I sniffed, staring at the cloudless ceiling. “I can't do this,
Mama.” I hadn't called her that since the second grade, when the most popular
girl in my New York City private school had overheard and proceeded to tease me
for the next four years.

“Can't do what?” She laid the compress on my arm again, and
though it hurt like hell, the pain didn't spread.

“I had a baby,” I whispered. Did she even know she was a
grandmother? Did she know about Calliope's plot? Or did she think I'd run off
with Ava for nine months and forgotten about her?

She hesitated, not meeting my eyes. “I know. I'm so sorry,
Kate.”

That was it. Simple acknowledgment. No offer to find him. No
promise to take him from Calliope the first chance she got. I swallowed thickly,
half an inch away from hysteria. “His name's Milo. Henry—Henry liked that
name.”

“I'm sure he still does.” James's voice filtered through the
haze around me.

“Still does?” My voice cracked, and though my mother held me
down, I raised my head. James leaned against the open doorway, his blond hair
tousled and his cheeks flushed, as if he'd run a marathon. Or maybe it was
because I hadn't seen him in the sunlight for so long.

“He's in another room. Theo's tending to him,” he said. Theo,
the member of the council with the ability to heal wounds caused by Titans. Or
if not heal, at least make them less painful.

Was it possible? The way Henry's eyes had stared unseeingly,
the lack of heartbeat, of any effort at all to keep his body going—it couldn't
be. “Is Henry alive?”

The moment between my question and James's answer lasted for an
eternity. All at once I needed to hear it, yet I didn't want to know. I could
have clung to the delicious hope James gave me for the rest of my endless life.
Henry could always be in the next room over, alive and waiting for me.

“Yes,” he said, and I let out a soft sob. My mother touched my
cheek, but I looked past her, focusing on my best friend.

“Can I see him? I need to see him.” Forget lying still. I
struggled to sit up again, but for a second time, my mother held me down, more
insistent than before.

“You can see him as soon as you're well enough,” she said, but
she glanced at James, and they exchanged a look I didn't understand.

“What?” My neck strained with the effort of keeping my head
upright, but I couldn't look away. “What's going on?”

James faltered, and that delicate balloon of hope inside me
burst. “He's unconscious, and there's a chance he might never wake up.”
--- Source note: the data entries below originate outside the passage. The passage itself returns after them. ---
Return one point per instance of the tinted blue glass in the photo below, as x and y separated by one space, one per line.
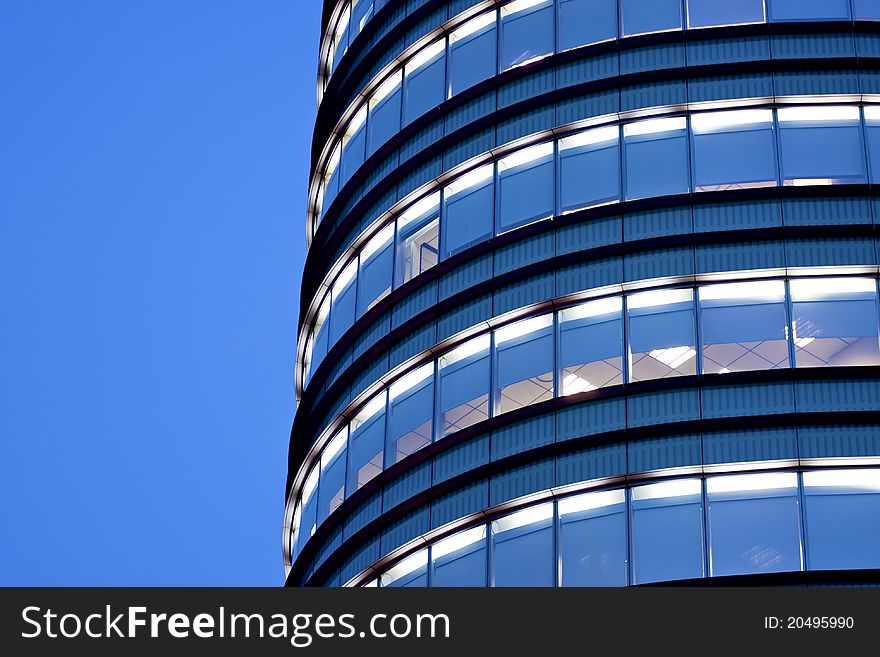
472 59
656 162
526 191
586 21
526 34
703 13
640 16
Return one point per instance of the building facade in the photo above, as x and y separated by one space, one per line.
591 296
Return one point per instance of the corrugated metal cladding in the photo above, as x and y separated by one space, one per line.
615 225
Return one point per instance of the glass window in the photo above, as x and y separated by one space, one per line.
656 157
525 179
661 328
523 544
385 111
589 168
821 145
460 560
468 209
734 150
835 322
808 10
464 385
526 32
582 22
425 81
667 531
591 346
472 52
640 16
841 512
743 327
411 413
343 305
367 448
753 524
525 363
377 269
706 13
418 238
592 539
331 490
412 572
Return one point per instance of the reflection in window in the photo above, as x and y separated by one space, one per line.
821 145
526 32
367 444
472 52
464 385
591 346
835 322
734 150
411 413
753 523
661 327
656 156
582 22
418 240
841 509
641 16
589 168
460 560
523 547
592 539
525 179
667 531
525 363
469 203
743 327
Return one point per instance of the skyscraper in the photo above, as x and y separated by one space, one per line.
591 296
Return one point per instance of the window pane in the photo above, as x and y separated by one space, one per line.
418 239
385 111
753 524
734 150
704 13
842 508
743 327
472 52
526 182
592 539
821 145
661 334
412 411
469 203
377 263
591 346
586 21
640 16
367 444
589 168
464 385
526 31
656 157
425 81
460 560
667 531
525 363
835 322
523 544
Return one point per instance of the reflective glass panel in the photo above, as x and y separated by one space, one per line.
835 322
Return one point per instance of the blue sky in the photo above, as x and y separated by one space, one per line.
153 170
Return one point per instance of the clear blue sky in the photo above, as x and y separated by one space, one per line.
153 167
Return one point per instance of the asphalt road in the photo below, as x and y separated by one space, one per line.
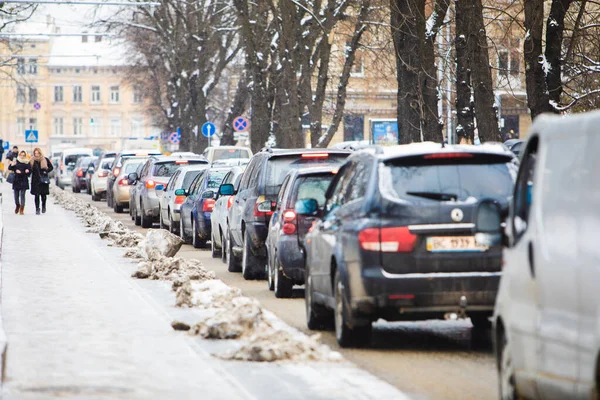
426 359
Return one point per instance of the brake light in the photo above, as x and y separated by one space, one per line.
208 205
447 155
387 240
315 155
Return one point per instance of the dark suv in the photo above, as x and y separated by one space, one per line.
395 240
285 260
255 199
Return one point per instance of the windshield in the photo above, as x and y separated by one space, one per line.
278 168
224 154
450 181
312 187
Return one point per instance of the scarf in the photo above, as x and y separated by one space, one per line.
41 159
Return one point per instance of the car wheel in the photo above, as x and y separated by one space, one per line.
215 252
317 316
506 370
347 336
284 286
146 221
233 263
182 234
250 263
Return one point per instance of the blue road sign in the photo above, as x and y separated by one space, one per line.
31 136
240 124
209 129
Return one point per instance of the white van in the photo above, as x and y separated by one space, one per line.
547 315
68 158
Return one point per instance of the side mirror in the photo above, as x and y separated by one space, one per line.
209 194
226 189
488 224
306 207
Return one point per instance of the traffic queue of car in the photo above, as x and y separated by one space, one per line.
408 232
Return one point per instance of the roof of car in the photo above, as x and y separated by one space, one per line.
415 149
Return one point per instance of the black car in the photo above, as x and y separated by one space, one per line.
395 240
285 249
254 201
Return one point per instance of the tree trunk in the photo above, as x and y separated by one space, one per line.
554 42
538 99
464 106
486 113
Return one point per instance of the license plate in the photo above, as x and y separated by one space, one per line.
445 244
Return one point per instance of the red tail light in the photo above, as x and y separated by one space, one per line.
208 205
388 240
179 199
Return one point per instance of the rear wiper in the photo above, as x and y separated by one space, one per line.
434 195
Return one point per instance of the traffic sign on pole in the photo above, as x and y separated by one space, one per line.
31 136
240 124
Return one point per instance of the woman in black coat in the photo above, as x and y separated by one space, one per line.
20 166
40 183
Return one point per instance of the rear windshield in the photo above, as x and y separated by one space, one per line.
224 154
312 187
460 181
278 168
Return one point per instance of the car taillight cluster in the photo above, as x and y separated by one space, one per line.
289 222
387 240
208 205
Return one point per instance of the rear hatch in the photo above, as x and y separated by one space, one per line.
429 205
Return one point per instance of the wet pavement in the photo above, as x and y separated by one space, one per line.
427 359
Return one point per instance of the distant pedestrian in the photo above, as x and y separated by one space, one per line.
40 182
20 166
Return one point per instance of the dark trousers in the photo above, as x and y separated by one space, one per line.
37 201
20 197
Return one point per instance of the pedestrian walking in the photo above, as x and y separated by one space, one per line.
40 182
20 166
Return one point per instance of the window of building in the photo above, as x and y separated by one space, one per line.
77 126
58 94
33 66
77 94
20 66
96 94
21 95
32 95
115 127
59 126
114 94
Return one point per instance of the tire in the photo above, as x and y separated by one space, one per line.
506 373
182 234
283 286
250 263
215 252
317 316
233 263
146 222
356 336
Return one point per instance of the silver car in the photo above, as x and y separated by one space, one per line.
169 202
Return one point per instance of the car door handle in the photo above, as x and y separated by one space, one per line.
531 259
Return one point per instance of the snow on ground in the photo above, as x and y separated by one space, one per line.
262 336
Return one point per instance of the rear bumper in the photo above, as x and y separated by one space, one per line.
419 296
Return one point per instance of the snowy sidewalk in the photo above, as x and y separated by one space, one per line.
79 326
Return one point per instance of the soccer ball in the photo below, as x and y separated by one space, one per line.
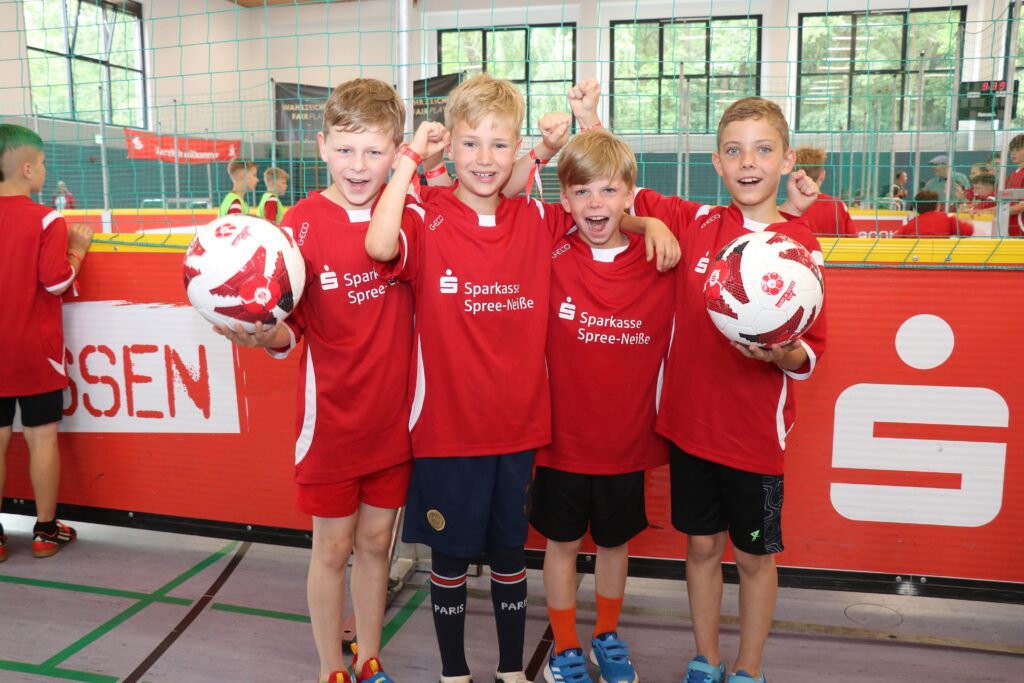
763 289
244 269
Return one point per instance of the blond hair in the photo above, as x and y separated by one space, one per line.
366 103
481 95
596 155
274 173
811 161
756 108
237 166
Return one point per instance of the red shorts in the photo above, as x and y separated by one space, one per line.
384 488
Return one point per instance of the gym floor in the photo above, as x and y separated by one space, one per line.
146 606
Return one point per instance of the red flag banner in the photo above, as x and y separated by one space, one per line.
188 150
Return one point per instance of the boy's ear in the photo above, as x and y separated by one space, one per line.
565 201
788 161
397 156
322 145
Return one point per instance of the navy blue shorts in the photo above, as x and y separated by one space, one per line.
460 506
37 410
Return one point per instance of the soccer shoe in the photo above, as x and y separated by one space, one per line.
698 671
373 673
44 545
339 677
566 667
612 656
510 677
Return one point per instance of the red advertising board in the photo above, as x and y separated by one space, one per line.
183 150
907 456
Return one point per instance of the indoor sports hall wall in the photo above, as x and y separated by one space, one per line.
908 456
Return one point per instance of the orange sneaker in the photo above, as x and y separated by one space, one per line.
44 545
373 672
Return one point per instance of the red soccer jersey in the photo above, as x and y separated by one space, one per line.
717 403
828 216
481 286
608 335
1016 181
33 267
935 224
352 415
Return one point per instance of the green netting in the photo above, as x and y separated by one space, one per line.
877 84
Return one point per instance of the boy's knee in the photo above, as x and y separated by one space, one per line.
705 548
750 563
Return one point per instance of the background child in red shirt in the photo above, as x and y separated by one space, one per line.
39 261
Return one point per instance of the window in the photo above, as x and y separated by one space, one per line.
860 71
718 58
85 59
539 59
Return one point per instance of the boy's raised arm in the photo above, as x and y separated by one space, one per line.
584 97
385 223
554 134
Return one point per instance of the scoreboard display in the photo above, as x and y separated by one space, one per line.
985 100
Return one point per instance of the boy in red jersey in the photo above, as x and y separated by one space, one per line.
39 261
727 408
827 215
352 450
931 221
479 264
1016 181
608 330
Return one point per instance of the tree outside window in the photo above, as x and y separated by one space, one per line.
718 60
76 47
860 71
539 59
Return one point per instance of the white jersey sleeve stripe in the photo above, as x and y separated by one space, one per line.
305 437
780 414
59 287
421 388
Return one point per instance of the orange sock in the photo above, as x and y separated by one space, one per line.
607 614
563 626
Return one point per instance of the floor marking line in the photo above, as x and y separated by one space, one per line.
116 621
197 609
399 620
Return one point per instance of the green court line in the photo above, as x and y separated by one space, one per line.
93 590
150 599
399 620
253 611
389 631
65 674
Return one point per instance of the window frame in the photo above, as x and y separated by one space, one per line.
903 73
526 82
660 78
128 7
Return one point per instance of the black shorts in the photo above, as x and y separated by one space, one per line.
709 498
564 504
37 410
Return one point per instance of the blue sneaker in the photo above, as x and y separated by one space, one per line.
698 671
612 656
566 667
742 677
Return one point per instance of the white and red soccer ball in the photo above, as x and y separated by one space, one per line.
244 269
764 289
I gripped the sheets with my good hand. He wasn't dead, but he
wasn't alive either. Caught between, like my mother had been during the time I'd
spent at Eden Manor when the council had tested me. Except Henry was immortal,
and he would have no release.

I didn't know what was worse—death or this.

“Theo stopped the spread, but Henry was stabbed in the chest,”
said James. He approached the bed and took my hand, grasping it gently. My
fingers twitched. “We don't know how bad the damage is. Or if Henry will ever
recover enough to wake up.”

“Is—is there a cure? A way to fix him?”

“There's nothing we can do,” said James, and on my other side,
my mother dabbed the corners of her eyes with a tissue. “We just have to
wait.”

My throat constricted. There had to be a way. There always was.
If Henry could bring me back from the dead, then I could find a way to do the
same for him. “What about Cronus? Couldn't he do something?”

Dead silence. Seconds ticked by, and without warning, my mother
and James started talking at once.

“I can't possibly allow—”

“Even if he could, do you really think—”

They both stopped and stared at each other, and finally my
mother went first.

“You are not going back there, sweetheart,” she said. “It's a
miracle Henry got you out in the first place, and he risked everything for you.
He wouldn't want you to walk back into that. You know he wouldn't.”

If it was just me, then my mother would have been right.
However, it wasn't just about me anymore. It was about Milo, too. I might've
been powerless to rescue our son, but if Henry could save me, then he could save
him, as well. And if there was a way I could help Henry—if there was a way I
could give Milo the father he deserved, then I had to try.